The Division applied a principles based approach to flexible working rather than create a raft of policies and processes. The goal was to keep administration to an absolute minimum. To help drive this huge cultural change and to ensure the initiative wasn’t influenced by individual preferences, no manager was allowed to reject a homeworking request nor restrict their teams from working flexibly.  Training was a fundamental element of the move to more flexible working, and key to the success of the implementation. Training in dealing with change was available to anyone who wanted it, and every manager and employee was given training on working in a flexible environment.

The response has been overwhelmingly positive.  Since August, the division has converted almost 100 employees to being permanent homeworkers. A small number of staff remain based full-time in the office and sit at fixed desks, but the majority work flexibly.  The most common work pattern is to work three days in the office and two days at home, although this can vary from week to week depending on business need.  There have been very few new formal flexible working arrangements (typically only relating to a reduction in hours) requested as they are no longer needed. The way that people work in the office has also radically changed. Other than the office based staff who sit at fixed desks, no-one has a permanent desk or an office, including the CEO. This is deliberate to convey commitment and support for the initiative from the top.  The office is organised in neighbourhoods but employees can choose to sit anywhere.  Homeworkers and flexible workers all have laptops, and there is a standard IT set up which enables everyone to work anywhere in the office or at home just as easily.

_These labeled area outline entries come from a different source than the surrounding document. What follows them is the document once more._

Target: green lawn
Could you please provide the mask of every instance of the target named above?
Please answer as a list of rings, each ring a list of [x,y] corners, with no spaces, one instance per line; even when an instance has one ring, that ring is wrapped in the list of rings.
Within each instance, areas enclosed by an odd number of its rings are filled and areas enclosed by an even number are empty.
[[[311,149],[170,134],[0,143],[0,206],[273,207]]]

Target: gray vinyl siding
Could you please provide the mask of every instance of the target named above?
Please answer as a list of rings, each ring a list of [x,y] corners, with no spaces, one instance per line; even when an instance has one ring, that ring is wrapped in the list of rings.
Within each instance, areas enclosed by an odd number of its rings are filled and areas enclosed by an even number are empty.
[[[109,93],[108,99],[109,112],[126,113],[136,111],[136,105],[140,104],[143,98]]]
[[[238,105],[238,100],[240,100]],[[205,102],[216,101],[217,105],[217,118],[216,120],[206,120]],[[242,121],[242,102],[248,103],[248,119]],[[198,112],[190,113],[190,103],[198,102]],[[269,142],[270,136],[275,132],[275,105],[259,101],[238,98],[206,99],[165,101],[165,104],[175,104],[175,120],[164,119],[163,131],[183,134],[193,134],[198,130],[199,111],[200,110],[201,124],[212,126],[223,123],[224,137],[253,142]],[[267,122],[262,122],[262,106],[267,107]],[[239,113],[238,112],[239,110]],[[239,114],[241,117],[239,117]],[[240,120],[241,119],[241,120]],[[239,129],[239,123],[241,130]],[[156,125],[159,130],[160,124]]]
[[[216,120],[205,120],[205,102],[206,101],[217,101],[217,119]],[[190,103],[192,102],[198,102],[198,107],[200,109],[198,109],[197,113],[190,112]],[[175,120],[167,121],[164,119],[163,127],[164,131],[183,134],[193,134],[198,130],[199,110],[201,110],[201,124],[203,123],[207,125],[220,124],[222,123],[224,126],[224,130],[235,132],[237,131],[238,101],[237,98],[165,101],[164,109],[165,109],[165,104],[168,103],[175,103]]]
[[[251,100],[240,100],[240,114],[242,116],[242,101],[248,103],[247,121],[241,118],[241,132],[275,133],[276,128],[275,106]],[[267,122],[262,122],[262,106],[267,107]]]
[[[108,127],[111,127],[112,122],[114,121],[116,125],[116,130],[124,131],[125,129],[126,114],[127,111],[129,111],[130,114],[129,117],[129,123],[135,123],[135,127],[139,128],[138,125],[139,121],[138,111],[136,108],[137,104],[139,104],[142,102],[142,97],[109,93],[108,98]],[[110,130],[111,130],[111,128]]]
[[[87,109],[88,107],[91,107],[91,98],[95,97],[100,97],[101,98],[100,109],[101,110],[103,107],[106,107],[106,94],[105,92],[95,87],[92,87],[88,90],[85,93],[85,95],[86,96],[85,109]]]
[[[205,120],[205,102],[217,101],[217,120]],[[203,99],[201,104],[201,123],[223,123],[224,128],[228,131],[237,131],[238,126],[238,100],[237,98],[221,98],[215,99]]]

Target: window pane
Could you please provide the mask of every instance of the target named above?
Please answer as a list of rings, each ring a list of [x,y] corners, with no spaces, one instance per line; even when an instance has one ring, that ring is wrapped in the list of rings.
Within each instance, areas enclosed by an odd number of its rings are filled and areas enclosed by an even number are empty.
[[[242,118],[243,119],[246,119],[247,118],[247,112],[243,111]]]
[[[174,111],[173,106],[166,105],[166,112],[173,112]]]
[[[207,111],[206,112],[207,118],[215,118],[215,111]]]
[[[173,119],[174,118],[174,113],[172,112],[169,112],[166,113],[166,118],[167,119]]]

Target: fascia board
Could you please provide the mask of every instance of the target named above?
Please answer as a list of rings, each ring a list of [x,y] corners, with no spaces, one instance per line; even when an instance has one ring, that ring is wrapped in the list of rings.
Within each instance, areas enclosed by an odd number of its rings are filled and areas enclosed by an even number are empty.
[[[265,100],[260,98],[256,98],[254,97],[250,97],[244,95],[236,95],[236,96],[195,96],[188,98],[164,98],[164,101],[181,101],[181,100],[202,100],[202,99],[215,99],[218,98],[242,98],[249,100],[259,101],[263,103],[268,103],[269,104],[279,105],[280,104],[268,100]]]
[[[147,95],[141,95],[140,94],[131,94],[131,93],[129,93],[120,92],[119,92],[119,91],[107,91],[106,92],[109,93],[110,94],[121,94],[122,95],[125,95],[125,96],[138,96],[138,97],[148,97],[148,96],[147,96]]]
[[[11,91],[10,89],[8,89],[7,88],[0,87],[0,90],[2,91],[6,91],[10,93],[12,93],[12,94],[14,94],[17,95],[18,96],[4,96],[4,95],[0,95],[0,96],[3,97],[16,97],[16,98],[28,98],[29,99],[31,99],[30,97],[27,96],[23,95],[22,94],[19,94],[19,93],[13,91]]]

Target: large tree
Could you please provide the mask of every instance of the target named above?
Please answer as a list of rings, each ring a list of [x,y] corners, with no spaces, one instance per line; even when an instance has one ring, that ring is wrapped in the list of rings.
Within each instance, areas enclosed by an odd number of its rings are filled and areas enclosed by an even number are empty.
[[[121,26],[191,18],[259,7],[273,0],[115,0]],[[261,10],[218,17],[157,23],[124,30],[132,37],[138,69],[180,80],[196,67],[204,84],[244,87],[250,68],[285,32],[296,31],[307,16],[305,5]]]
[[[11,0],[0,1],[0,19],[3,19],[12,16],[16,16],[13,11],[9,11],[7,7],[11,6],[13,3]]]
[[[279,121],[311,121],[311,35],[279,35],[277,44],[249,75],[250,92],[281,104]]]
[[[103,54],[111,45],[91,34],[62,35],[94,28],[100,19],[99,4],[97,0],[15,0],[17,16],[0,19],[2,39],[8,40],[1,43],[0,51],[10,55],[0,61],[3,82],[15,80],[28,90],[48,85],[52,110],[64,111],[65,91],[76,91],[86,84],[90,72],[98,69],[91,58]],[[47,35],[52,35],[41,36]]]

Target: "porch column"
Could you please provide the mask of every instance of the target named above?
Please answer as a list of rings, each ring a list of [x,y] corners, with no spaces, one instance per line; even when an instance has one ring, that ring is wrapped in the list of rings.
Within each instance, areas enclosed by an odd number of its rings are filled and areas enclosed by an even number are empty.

Although the catalyst for introducing flexible working was the office move, the division fundamentally believes that offering flexible working makes employees happier, more productive, and a more loyal workforce.  They have already seen positive tangible benefits.  From a financial perspective reducing the real estate footprint will save around £500,000 on rental costs per year.  Many employees say they are more productive now, and there’s an upbeat positivity throughout the office.  Colleagues that rarely mixed before sit alongside one another and the Board are much more visible and approachable because they sit out on the open floor.  Employees describe it as feeling like they are working for an entirely different company.

Our Company’s move to our new office, culture and flexible working has been unquestionably the best development in the 13 years I have been with the organisation.

My team have responded magnificently, they feel more empowered and engaged in their daily roles and the business generally. There is more of a buzz, more of a can do attitude, which has led to improvements in pace and performance, with staff suggesting flexible working has improved their personal efficiency/output by about 20%.

Not only have I seen business improvements but flexible working has significantly improved our work life balance and morale. On a personal level I now regularly spend quality time with my youngest daughter in the evenings which makes us both happy. The bottom-line is that happy people make the best and most productive staff.